Search code examples
performancematlabgpuvectorizationbsxfun

Vectorizing nested loops in matlab using bsxfun and with GPU


For loops seem to be extremely slow, so I was wondering if the nested loops in the code shown next could be vectorized using bsxfun and maybe GPU could be introduced too.

Code

%// Paramaters
i = 1;
j = 3;
n1 = 1500;
n2 = 1500;

%// Pre-allocate for output
LInc(n1+n2,n1+n2)=0;

%// Nested Loops - I 
for x = 1:n1
    for y = 1:n1
        num = ((n2 ^ 2) * (L1(i, i) + L2(j, j) + 1)) - (n2 * n * (L1(x,i) + L1(y,i)));
        LInc(x, y) = L1(x, y) + (num/denom);
        LInc(y, x) = LInc(x, y);
    end
end

%// Nested Loops - II
for x = 1:n1
    for y = 1:n2
        num = (n1 * n * L1(x,i)) + (n2 * n * L2(y,j)) - ((n1 * n2 * (L1(i, i) + L2(j, j) + 1)));
        LInc(x, n1+y) = num/denom;
        LInc(n1+y, x) = LInc(x, n1+y);
    end
end

Edit 1: n and denom could be assumed as constants too.


Solution

  • Here are vectorized CPU and GPU codes and I am hoping that I am using at least good practices for the GPU code and the benchmarking later on.

    CPU Code

    %// Pre-allocate for output
    LInc(n1+n2,n1+n2)=0;
    
    %// Calculate num/denom value for stage 1 and 2
    nd1 = L1 + (((n2 ^ 2) * (L1(i, i) + L2(j, j) + 1)) - n2*n*bsxfun(@plus,L1(:,i),L1(:,i).'))./denom; %//'
    nd2 = (bsxfun(@plus,n1*n*L1(:,i),n2*n*L2(:,j).') - ((n1 * n2 * (L1(i, i) + L2(j, j) + 1))))./denom; %//'
    
    %// Plug in the values in the output matrix
    LInc(1:n1,1:n1) = tril(nd1) + tril(nd1,-1).'; %//'
    LInc(n1+1:end,1:n1) = nd2.';  %//'
    LInc(1:n1,n1+1:end) = nd2;
    

    GPU Code

    %// Pre-allocate for output
    gLInc = zeros(n1+n2,n1+n2,'gpuArray');
    
    %// Convert to gpu arrays
    gL1 = gpuArray(L1);
    gL2 = gpuArray(L2);
    
    %// Calculate num/denom value for stage 1 and 2
    nd1 = gL1 + (((n2 ^ 2) * (gL1(i, i) + gL2(j, j) + 1)) - n2*n*bsxfun(@plus,gL1(:,i),gL1(:,i).'))./denom; %//'
    nd2 = (bsxfun(@plus,n1*n*gL1(:,i),n2*n*gL2(:,j).') - ((n1 * n2 * (gL1(i, i) + gL2(j, j) + 1))))./denom; %//'
    
    %// Plug in the values in the output matrix
    gLInc(1:n1,1:n1) = tril(nd1) + tril(nd1,-1).'; %//'
    gLInc(n1+1:end,1:n1) = nd2.';  %//'
    gLInc(1:n1,n1+1:end) = nd2;
    
    %// Gather data from GPU back to CPU
    LInc = gather(gLInc);
    

    Benchmarking

    GPU benchmarking tips were taken from Measure and Improve GPU Performance.
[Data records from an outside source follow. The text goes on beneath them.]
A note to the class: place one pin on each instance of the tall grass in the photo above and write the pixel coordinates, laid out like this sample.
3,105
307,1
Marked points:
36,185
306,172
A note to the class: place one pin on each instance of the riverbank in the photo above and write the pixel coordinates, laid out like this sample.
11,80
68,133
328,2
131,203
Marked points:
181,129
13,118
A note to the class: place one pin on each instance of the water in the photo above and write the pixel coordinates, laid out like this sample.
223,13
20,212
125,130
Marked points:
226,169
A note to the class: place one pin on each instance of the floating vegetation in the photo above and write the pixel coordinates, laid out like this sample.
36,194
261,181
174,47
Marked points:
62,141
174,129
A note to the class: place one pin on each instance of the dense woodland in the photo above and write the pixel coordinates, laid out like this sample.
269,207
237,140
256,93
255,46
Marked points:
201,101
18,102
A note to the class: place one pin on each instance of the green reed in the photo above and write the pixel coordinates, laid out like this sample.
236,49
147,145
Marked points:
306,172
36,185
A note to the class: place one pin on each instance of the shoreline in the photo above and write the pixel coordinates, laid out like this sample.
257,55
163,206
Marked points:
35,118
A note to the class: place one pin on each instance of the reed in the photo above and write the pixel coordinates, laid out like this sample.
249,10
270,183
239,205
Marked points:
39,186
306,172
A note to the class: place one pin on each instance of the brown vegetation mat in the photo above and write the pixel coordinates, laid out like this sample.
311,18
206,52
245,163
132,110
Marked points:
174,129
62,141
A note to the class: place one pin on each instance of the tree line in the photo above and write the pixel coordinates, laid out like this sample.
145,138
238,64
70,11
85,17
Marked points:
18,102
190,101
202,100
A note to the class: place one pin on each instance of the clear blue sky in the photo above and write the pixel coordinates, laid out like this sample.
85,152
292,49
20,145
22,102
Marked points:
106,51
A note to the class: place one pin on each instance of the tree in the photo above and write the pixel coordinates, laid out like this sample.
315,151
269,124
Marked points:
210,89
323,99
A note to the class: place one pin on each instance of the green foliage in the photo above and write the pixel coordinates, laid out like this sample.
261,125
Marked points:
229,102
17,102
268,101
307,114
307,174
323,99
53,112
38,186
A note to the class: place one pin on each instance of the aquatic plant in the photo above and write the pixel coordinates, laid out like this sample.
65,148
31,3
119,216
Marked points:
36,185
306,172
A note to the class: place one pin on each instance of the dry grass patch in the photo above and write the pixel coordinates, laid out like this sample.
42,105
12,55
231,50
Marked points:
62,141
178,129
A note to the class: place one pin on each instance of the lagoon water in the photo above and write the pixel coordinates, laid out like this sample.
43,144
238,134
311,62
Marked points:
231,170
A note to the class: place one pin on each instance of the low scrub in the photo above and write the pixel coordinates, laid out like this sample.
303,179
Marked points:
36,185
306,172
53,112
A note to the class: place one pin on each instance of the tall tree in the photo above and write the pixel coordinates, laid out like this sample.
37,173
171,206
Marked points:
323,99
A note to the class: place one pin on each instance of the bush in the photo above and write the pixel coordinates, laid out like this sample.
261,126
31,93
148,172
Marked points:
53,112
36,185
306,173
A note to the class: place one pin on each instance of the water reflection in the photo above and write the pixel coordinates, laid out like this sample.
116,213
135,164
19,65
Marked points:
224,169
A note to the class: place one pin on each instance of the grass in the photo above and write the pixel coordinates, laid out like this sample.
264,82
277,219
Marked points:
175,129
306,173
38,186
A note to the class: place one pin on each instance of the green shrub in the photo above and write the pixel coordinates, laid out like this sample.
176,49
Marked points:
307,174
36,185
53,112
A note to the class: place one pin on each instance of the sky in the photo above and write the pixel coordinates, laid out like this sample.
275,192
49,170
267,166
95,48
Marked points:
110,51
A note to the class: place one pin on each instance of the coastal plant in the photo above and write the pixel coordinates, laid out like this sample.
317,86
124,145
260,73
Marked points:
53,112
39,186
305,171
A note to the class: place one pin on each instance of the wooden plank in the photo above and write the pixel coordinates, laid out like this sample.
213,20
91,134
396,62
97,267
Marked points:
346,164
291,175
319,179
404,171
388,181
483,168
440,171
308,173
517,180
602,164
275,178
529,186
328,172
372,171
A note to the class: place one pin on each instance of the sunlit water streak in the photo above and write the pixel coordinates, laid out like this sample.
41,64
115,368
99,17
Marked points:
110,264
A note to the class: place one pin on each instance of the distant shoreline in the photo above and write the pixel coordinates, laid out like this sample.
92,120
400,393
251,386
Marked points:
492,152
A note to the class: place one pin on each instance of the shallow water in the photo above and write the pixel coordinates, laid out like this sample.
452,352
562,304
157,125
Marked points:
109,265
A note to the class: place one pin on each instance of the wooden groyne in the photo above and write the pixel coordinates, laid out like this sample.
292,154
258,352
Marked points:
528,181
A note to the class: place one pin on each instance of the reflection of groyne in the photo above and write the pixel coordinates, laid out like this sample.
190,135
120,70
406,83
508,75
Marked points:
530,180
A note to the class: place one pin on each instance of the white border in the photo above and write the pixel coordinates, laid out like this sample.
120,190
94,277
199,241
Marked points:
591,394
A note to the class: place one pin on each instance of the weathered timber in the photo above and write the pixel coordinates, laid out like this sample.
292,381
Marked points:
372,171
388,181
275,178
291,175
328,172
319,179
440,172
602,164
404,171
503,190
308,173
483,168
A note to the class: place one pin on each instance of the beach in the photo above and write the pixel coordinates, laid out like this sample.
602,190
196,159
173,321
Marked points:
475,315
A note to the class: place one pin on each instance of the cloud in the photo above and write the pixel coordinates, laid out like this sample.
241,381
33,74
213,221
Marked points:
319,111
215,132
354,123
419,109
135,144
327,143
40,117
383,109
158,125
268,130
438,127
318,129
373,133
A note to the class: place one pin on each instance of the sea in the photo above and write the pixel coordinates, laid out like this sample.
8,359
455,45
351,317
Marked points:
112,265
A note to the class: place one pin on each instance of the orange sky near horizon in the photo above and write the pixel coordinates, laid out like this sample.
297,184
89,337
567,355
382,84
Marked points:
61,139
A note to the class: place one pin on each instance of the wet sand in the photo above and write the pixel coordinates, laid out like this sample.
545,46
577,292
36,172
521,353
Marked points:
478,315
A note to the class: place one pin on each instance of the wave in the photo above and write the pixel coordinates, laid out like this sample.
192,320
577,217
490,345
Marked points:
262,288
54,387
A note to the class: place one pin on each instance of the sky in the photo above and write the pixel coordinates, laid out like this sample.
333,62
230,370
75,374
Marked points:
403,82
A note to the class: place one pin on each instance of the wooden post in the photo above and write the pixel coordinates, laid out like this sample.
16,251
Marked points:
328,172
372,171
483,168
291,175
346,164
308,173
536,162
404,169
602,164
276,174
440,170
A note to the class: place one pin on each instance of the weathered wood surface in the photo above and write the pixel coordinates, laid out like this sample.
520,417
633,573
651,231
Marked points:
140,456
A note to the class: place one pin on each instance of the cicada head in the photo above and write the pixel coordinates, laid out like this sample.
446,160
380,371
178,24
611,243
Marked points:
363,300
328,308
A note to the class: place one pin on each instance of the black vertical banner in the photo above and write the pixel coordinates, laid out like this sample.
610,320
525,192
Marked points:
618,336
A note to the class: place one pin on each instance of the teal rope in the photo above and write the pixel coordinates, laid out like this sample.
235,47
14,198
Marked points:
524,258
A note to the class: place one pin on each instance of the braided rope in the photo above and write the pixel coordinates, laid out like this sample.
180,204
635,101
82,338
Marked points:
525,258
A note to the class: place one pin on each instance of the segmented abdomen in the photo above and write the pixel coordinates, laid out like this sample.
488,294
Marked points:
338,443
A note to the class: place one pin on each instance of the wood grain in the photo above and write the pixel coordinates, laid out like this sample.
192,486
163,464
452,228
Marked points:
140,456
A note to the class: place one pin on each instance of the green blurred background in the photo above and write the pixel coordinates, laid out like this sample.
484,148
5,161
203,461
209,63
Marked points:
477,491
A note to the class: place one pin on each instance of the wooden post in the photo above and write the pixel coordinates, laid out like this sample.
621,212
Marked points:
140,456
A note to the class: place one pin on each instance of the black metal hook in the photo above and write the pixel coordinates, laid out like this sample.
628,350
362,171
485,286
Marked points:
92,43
    %// Warm up GPU call with insignificant small scalar inputs, just in case
    %// gputimeit doesn't do the same
    temp1 = modp2(1,1,1,1,1,1,1,1); %// This is vectorized GPU code
    
    i = 1;
    j = 3;
    n = 1000; %// Assumed
    denom = 1e6;  %// Assumed
    
    N_arr = [50 100 200 500 1000 1500]; %// array elements for N (datasize)
    timeall = zeros(3,numel(N_arr));
    
    for k1 = 1:numel(N_arr)
        N = N_arr(k1);
        n1 = N;  %// n1, n2 are assumed identical for less-complicated benchmarking
        n2 = N;
    
        L1 = rand(n1,n1);
        L2 = rand(n2,j);
    
        f = @() modp0(i,j,n1,n2,L1,L2,n,denom);%// Original CPU w/ preallocation
        timeall(1,k1) = timeit(f);
        clear f
    
        f = @() modp1(i,j,n1,n2,L1,L2,n,denom);%// Vectorzied CPU code
        timeall(2,k1) = timeit(f);
        clear f
    
        f = @() modp2(i,j,n1,n2,L1,L2,n,denom);%// Vectorized GPU(GTX 750Ti) code
        timeall(3,k1) = gputimeit(f);
        clear f
    end
    
    %// Display benchmark results
    figure,hold on, grid on
    plot(N_arr,timeall(1,:),'-b.')
    plot(N_arr,timeall(2,:),'-ro')
    plot(N_arr,timeall(3,:),'-kx')
    legend('Original CPU','Vectorized CPU','Vectorized GPU (GTX 750 Ti)')
    xlabel('Datasize (N) ->'),ylabel('Time(sec) ->')
    

    Results

    enter image description here

    Conclusions

    Results show that the vectorized GPU code performs really well with higher datasize and goes from slower than both the vectorized CPU and original code to being twice as fast as the vectorized CPU code.